How to Avoid Scam ICOs

There are some signs, which may tell you this ICO is a scam. Here are 6 signs to be looking for:

1. No white paper or plagiarized white paper

A white paper contains information on the team’s plans, technical aspects of the project, the token distribution model. If an ICO does not provide a white paper, it means it is a scam.
However, a white paper providing no relevant information on the upcoming ICO or a plagiarized white paper could also signal that you may lose all your investment. 
So if you are thinking about investing in an ICO, google several passages from its white paper to make sure it has not been copied from other projects.

2. Poor online presence

The more you know about the ICO’s team, the better. Ideally, a strong ICO should provide potential investors with detailed information on the founders, developers, advisors and other team members involved in the project.
Look for additional information on LinkedIn, check prior association with other organizations and educational institutions, these details are quite easy to fact-check.
Use Google Image Search to verify identities of ICO team members. 
Check the Facebook page of the project, ICOs that are worth something have a significant following. Try to interact with ICO team members in the Telegram chat. If the ICO team members are reluctant to communicate with potential investors, this means it is likely to be a scam.

3. Suspicious premines

Premining is not necessarily a sign of scam, but if the project reserves a disproportionate amount for premining, it should be a cause for concern. If the ICO favours the development team or founders with an imbalanced amount of tokens, this could mean the project is aimed at maximizing the personal gain of the team members.  

4. Unrealistic goals 

The ICO team should provide investors with detailed information about their achievements as of today and their plans for the future in the form of a road map. If there is no road map, this could mean the team’s plans for the future are to exit and profit.
In addition, the team’s goals should be realistic. Scam projects often make bold statements, promising to end poverty or combat global warming. No price predictions for tokens, no promises to save the world - otherwise, it is likely to be a scam.  

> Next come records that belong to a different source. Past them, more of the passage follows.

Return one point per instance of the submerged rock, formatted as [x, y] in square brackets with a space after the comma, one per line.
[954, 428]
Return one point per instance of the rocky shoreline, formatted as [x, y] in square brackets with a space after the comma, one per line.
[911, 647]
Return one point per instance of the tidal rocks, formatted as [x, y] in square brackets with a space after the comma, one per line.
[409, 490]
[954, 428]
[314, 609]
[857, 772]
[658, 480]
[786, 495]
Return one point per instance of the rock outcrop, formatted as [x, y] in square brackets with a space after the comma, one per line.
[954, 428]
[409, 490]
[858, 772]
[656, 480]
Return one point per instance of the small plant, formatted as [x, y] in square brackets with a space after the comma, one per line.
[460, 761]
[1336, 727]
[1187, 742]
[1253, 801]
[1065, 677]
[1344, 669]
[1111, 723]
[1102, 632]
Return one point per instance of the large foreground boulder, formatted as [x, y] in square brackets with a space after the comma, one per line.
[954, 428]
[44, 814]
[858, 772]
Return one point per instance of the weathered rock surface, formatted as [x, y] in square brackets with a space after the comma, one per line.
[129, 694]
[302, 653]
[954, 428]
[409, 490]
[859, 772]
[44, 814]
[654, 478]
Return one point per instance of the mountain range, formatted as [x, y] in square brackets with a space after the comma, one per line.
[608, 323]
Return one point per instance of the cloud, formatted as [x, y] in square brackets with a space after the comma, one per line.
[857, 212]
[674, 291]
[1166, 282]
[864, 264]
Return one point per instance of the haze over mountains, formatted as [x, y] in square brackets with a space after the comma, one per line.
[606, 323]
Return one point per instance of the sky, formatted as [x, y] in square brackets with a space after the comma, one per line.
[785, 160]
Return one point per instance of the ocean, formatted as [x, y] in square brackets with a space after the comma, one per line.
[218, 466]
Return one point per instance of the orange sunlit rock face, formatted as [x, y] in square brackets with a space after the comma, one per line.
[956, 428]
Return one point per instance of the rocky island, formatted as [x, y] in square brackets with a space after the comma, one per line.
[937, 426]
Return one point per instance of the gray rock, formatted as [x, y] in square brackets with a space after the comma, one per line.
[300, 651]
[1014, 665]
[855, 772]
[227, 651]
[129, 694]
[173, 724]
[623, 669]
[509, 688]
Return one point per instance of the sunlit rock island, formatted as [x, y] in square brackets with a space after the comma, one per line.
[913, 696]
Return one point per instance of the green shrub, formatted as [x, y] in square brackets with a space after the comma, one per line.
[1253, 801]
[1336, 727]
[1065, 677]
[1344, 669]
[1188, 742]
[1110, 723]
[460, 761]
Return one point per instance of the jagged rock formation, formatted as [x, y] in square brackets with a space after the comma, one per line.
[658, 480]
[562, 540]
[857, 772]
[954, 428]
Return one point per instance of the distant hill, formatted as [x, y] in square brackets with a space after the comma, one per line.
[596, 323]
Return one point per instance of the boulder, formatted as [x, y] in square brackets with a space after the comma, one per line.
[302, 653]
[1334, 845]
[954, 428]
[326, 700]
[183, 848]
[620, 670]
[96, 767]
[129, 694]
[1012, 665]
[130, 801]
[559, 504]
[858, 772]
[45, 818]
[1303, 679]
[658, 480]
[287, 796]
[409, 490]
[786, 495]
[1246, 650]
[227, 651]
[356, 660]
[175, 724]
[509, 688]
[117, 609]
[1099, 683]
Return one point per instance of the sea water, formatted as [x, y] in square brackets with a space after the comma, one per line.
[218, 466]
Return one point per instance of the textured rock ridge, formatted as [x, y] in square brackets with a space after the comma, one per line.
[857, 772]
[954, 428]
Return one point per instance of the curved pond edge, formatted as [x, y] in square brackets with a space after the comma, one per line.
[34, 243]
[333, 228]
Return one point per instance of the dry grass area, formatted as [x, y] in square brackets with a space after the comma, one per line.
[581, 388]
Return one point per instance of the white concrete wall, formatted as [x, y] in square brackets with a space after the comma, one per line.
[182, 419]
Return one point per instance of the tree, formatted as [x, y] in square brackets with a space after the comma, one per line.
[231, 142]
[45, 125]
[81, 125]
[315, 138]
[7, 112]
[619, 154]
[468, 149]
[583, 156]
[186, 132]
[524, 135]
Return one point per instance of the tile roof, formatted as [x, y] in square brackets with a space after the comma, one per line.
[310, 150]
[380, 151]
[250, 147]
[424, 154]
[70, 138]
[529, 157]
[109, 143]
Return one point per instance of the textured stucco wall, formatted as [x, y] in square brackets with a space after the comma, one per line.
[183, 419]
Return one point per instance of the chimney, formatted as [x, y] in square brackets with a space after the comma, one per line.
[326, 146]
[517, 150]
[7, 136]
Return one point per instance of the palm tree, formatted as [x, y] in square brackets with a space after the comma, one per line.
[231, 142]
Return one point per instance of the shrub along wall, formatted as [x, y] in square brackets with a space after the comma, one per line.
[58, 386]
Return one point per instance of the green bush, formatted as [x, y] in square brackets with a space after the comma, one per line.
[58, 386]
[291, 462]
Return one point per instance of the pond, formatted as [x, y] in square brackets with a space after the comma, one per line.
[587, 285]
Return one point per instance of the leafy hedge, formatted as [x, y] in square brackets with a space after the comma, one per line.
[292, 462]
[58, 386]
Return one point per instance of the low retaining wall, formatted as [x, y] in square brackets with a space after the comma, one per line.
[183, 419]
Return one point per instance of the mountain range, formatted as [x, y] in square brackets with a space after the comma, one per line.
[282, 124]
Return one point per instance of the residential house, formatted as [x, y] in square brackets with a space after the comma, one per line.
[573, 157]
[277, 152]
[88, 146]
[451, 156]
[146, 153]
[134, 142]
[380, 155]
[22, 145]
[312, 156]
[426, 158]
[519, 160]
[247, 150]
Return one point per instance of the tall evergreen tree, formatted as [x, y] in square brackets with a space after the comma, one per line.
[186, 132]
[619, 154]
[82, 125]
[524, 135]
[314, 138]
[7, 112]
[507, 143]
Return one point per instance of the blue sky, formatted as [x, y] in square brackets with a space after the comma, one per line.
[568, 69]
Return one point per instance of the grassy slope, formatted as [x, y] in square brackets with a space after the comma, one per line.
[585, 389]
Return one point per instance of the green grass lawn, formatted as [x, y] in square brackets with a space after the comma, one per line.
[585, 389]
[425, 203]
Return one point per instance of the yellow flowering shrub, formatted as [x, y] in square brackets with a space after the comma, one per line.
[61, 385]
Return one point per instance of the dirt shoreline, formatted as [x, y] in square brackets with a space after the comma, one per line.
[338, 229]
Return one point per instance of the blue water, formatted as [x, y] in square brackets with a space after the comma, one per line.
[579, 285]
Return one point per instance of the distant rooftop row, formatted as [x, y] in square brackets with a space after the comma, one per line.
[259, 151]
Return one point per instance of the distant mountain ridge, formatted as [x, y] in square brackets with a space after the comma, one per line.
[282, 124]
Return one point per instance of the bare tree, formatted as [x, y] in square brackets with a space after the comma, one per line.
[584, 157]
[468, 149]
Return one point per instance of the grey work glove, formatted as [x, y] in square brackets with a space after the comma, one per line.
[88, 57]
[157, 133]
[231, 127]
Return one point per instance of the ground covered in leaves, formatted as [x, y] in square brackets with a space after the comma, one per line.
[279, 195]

5. Empty code repositories

By providing a link to their code repository the ICO team allows investors to check if the underlying technology that drives a blockchain solution is viable. If you have not been provided any link or your ICO links through to an empty repository, this is definitely not the project to invest in.
If you are not a person with an IT background, you can still check if the repository is active and regularly updated. 

6. Compromised escrow

ICOs generally have an escrow to keep users’ funds during the coin offering and after. These escrows are usually multisig wallets, while holders of multisig keys are two or more trusted members of the community and a project team member. In this case, the team member has to ask community members for permission to move the funds.
So pay attention to escrow participants and conditions.  

Do not be lazy to do research or analyze facts, and you will not lose your money.